When the District 7 All-Star tournament began its pool play, Anderson knew that the team was ready; ready to end the 30-year drought, ready to create history.
However, the kids from Lincoln Park had already lost one game in the championship round and Monday night at Hoboken’s Little League complex, they were staring at the second loss, trailing West New York National, 1-0, heading into the bottom of the sixth and final inning.
A loss would have ended the quest for history. WNY National’s Jeffrey Castillo was blazing his way toward a two-hit shutout with 12 strikeouts.
But Anderson kept the faith. After all, his best player had a chance to bat that inning and Rosario had already dazzled onlookers with four other homers during the course of the eight-game tournament. Everyone was anticipating Rosario’s final at-bat.
Kari Williams led off the sixth inning with a double. Johnson then followed with a single. First and second, no outs, and up stepped the slugger, perhaps the best one the league has produced since the aforementioned Dorsey 30 years ago.
“I felt shaky going up to the plate,” Rosario said. “I couldn’t catch up to his curveball all night. We worked so hard to get to that point. I knew I had to do something. Coach D [Anderson] told me to stay down and catch the first pitch, that it was probably going to be a fastball.”
Sure enough, it was a fastball and Rosario belted it over the left field fence for the three-run homer that gave Lincoln Park a thrilling 3-1 win and allowed history to live for another day.
It was clearly the best Little League contest witnessed in this corner in more than 20 years, with both pitchers showing their brilliance, then Rosario displaying his flair for the dramatic.
Tuesday night, Rosario completed the unthinkable, this time on the mound. He fired a five-hitter, striking out 12, earning a 5-1 win over West New York National, enabling Lincoln Park to collect the long-awaited District 7 title.
“It feels good,” Rosario said. “It’s been a long time for Lincoln Park to come back and win the championship. I felt like I did everything I could do for the team and we made it happen.”
They sure did. There were gritty, determined kids like catcher Anthony Nardo, second baseman Alberto Alvarez, third baseman Gilbert Del Risco, left fielder Eric Cotui, and reserves Anthony Rodriguez, Richard Milow and George Provost.
Not to mention kids like Mugsy and Kari and Big Bobby and that blazing hurler named Sanchez.

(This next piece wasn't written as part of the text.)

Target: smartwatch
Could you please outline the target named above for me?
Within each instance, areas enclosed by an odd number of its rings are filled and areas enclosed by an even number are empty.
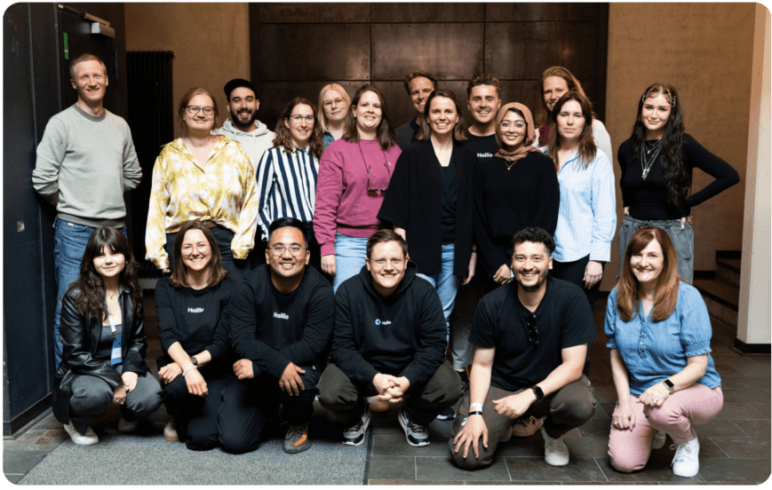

All of them are champions. District 7 champions. Chalk one up for history.
“I still can’t believe it happened,” Meyers said. “It’s been so long. This year, when they kept coming back for more baseballs, I gladly gave them. Ah, all those days of aggravation and heartache. Well, I guess they paid off, because we finally got one.”
The kids from Lincoln Park didn’t even get too much of a chance to enjoy their title. Wednesday night, they were playing in the first round of the Section 2 championships in Edgewater. District champions get the chance to move on, in case anyone from Lincoln Park was wondering.
“We didn’t even get a chance to wash the uniforms,” Meyers said. “We were back out there again the next day.”
“We’re going to try to keep it going,” Anderson said. “These kids think they can keep winning. If they think they can, then I’m going to let them go out there and try. As long as their confidence is up, anything can happen.”
That’s for sure, as long as the kid named Rosario continues to be the one slugging the homers and pitching lights out. They’ve already created history that took three decades to complete.
What’s a few more weeks among friends?